白夜行

白夜行

白夜行

東野圭吾のベストセラーを読みました。つらい人生を歩む子どもたちの話。以下ネタバレ。
ひどい目にあわされていた子どもたちが、その境遇から抜け出すために犯罪に手を染めてしまい、太陽の下を堂々と歩くことができなくなるという話です。白夜の中を延々と行くような人生になってしまった、という意味で「白夜行」。
やー、厳しい人生で大変だっていう中心軸は納得しながら読めたんだけど、その軸の周辺で、主人公たちがよけいな犯罪に手を出して、人を不幸な目にあわせていくのは、よくわからなかったなぁ。金目当てだったり、嫉妬からくる凶行だったりしたみたいだけど、それはもう太陽でも白夜でもなんでもない、ただの闇だよな。
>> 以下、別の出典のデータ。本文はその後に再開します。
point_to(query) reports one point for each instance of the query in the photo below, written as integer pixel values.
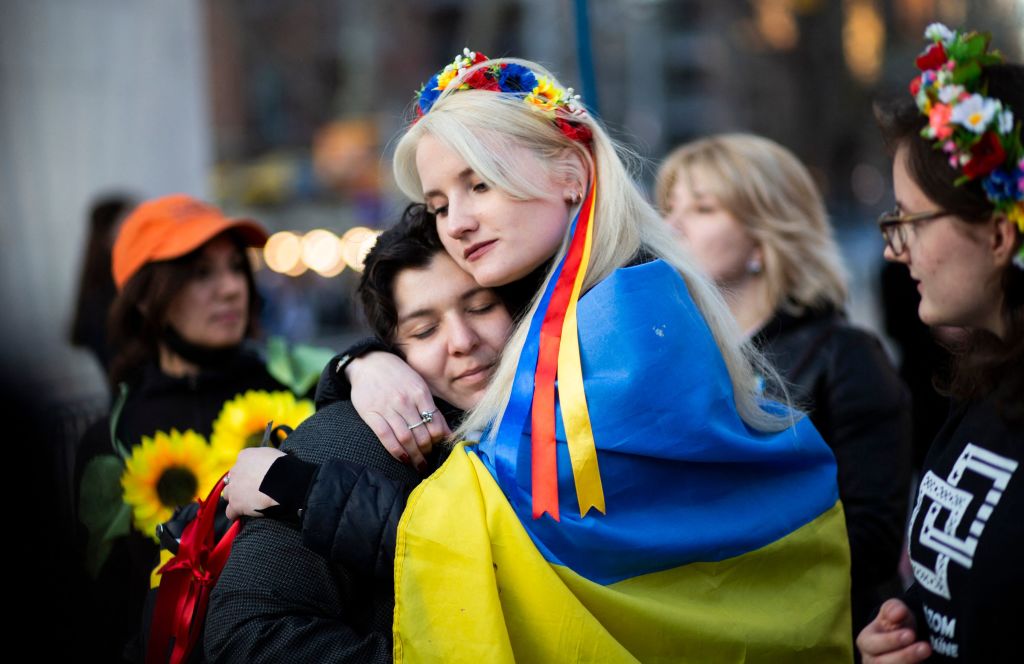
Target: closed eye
(483, 308)
(424, 333)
よけいな犯罪の描写をぜんぶ削除して、単純な逃避行にしたほうが、すっきりしたんじゃないすかねぇ。そのほうが、テーマも明確になっただろうしね。たくさんの事件が描かれているんだけど、その一部は、興味本位でつけたされたもので、作品のなかで機能していない感じがしました。残念。
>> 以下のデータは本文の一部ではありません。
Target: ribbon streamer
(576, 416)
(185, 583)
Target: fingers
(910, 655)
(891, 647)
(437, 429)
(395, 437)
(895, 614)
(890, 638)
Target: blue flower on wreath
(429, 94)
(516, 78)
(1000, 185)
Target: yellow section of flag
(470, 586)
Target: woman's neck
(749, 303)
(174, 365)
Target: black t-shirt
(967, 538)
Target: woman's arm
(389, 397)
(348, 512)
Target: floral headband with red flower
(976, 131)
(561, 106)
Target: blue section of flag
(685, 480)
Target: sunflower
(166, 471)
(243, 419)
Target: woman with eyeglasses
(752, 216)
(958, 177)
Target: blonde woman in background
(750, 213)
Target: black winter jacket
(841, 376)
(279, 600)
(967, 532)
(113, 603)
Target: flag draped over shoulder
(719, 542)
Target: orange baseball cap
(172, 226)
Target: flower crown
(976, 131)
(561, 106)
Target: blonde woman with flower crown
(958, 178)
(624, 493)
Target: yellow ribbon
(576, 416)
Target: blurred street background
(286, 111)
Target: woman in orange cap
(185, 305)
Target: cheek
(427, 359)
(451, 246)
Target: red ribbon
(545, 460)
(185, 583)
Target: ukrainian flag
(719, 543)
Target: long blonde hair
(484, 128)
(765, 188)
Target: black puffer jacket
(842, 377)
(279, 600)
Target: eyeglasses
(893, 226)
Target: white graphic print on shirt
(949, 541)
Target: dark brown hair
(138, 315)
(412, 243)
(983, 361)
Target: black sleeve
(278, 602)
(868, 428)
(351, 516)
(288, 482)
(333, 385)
やー、しかしまぁ、東野圭吾の文章ってのは、徹底的に読みやすさを追求したものですね。とにかく読みやすい。個性をぜんぶ排除して、難しい文脈もとっぱらっている。文体の魅力ゼロですよ。書いてある内容だけで勝負。そのうえ、内容にも難しいテーマはついていないんだもんなー。この敷居の低さは本当にすごい。
この本はドラマ化されてドラマも人気が出たそうなんですが、それはすごくよくわかります。たぶん、東野圭吾の小説は、脚色しやすいんでしょう。原作に色がないからね。使えるアイテムがふんだんに用意されていて、なおかつ、原作者の色がない小説。映像化しやすいんだと思う。
や、そんなわけで、さまざまな事件が次々と起きる、飽きのこない小説でしたが、それらすべてをひとつに束ねるテーマがなくて、ちょっと残念でした。